Dr. John Fisher

Dr. John Fisher
Dr. John Fisher

Dr. John K. Fisher served in the U.S. Army from 1953 to 1955. He worked in a chemical warfare base in Maryland known as the Edgewood Arsenal. Before Dr. Fisher started his service, there were many impactful events he underwent during his childhood and adolescent years. When Dr. Fisher was five years old, he lived near a milk plant. While the workers left a fire burning to dispose of their trash, he and a few of his friends went to play and check out the fire. After getting too close to the blaze, young Dr. Fisher’s pants caught on fire. In a panic, his instinct was to run home as fast as he could, all the while his leg was burning at extreme temperatures. When he arrived home, his leg suffered massive third or fourth-degree burns across his entire leg. Hence, he was confined to a wheelchair for the next two years of his life, while undergoing many treatments to help his leg heal. After his two years went by, he was forced to learn how to walk from scratch. He described it as, “Like a baby, I had to learn to walk all over again. I started from crawling to holding on to things, later I could walk, then I could run. I was able to play with the other kids again.”

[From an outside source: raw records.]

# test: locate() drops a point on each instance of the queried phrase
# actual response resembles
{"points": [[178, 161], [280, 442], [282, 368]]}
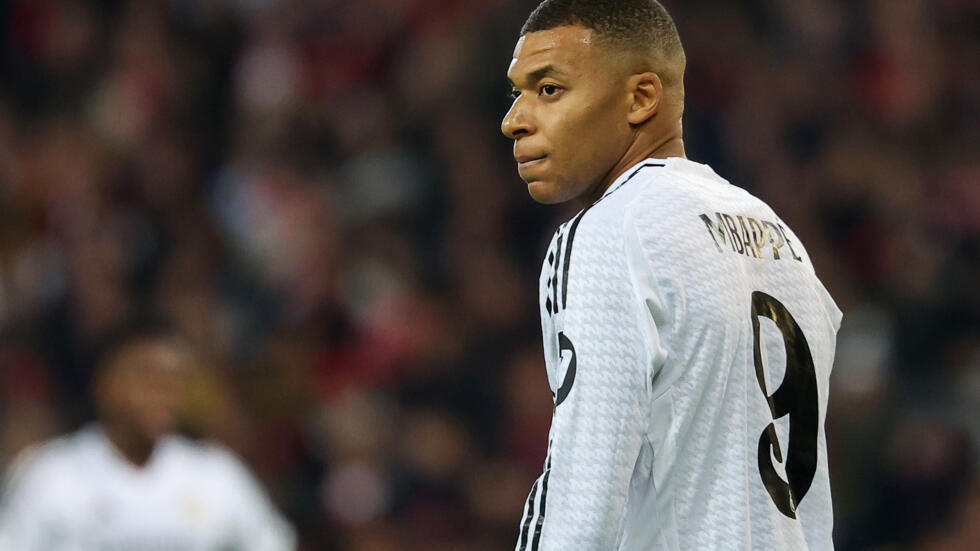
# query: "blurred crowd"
{"points": [[318, 193]]}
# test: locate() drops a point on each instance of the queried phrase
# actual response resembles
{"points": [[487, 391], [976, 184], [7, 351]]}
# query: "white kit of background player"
{"points": [[688, 344], [78, 493]]}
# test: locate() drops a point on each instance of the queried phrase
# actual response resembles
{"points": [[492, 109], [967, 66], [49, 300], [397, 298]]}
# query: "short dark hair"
{"points": [[640, 25], [138, 329]]}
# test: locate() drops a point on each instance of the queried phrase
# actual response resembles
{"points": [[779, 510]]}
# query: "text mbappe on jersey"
{"points": [[749, 236]]}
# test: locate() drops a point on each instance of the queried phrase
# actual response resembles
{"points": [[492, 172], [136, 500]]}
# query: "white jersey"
{"points": [[77, 493], [688, 345]]}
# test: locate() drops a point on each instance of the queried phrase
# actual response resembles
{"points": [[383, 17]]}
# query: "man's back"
{"points": [[654, 302]]}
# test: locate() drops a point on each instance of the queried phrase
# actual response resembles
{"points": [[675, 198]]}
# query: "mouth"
{"points": [[525, 161]]}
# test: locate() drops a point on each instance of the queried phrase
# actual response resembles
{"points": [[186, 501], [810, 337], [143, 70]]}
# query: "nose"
{"points": [[516, 122]]}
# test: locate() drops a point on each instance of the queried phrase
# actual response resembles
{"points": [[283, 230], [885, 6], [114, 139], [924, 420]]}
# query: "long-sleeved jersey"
{"points": [[688, 345], [77, 493]]}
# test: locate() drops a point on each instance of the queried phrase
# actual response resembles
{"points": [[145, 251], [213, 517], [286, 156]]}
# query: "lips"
{"points": [[526, 160]]}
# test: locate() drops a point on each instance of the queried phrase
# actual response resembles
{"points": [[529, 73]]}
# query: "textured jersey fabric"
{"points": [[688, 346], [77, 493]]}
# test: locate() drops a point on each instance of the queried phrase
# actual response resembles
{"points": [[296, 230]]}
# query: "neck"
{"points": [[672, 145], [135, 448]]}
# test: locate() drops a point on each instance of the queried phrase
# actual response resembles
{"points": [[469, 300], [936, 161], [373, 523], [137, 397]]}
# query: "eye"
{"points": [[549, 90]]}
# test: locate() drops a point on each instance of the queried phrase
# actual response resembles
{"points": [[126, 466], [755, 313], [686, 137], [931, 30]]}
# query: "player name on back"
{"points": [[755, 238]]}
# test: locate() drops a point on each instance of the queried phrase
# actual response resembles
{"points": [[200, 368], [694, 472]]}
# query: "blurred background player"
{"points": [[128, 481]]}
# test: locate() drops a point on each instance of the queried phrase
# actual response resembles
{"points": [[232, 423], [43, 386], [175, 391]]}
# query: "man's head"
{"points": [[139, 379], [596, 83]]}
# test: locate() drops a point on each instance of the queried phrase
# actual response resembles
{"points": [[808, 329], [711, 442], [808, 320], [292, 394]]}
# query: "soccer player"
{"points": [[130, 483], [688, 341]]}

When Dr. Fisher was older, he attended a small school in New York called Alfred University where he would get his bachelor's degree in chemistry, mathematics, and psychology. However, during this time, the Korean War was at its prime, and he was going to be drafted into the Army. Before he was drafted, his father became ill with tuberculosis and Dr. Fisher obtained special permission from the draft board to stay home for another year while his father recovered. During this time, he enrolled in a master's program at Alfred University while his father recovered and obtained his master's degree before he was drafted. After his father recovered, the draft board sent him to basic training in New Jersey where he would train for the next few months before being ready for service in 1953. During his basic training, Dr. Fisher won medals in rifle and sharpshooting, and was even tasked with crawling across an open field with live machine gun rounds firing over his, and his fellow recruits’ heads while also avoiding dummy explosives. Needless to say, his training was rigorous.

With all the medals in sharpshooting that Dr. Fisher earned, he thought without a doubt that he would be shipped out to Korea as a sharpshooter or sniper. However, the Army found interest in his chemistry and mathematics degrees and sent him to work for the chief chemical warfare base in Maryland called the Edgewood Arsenal. Here he would spend the next two years for five days a week, working with extremely toxic and dangerous substances. The work they were doing there was so secret and so important that there were missile batteries positioned around the premises of the lab in an attempt to protect it from possible Russian attacks. Unfortunately, unbeknown to people working at Edgewood Arsenal, the chemicals that they were working with were causing mysterious cancers to pop up around the country, infecting many people that worked at the lab, including Dr. Fisher.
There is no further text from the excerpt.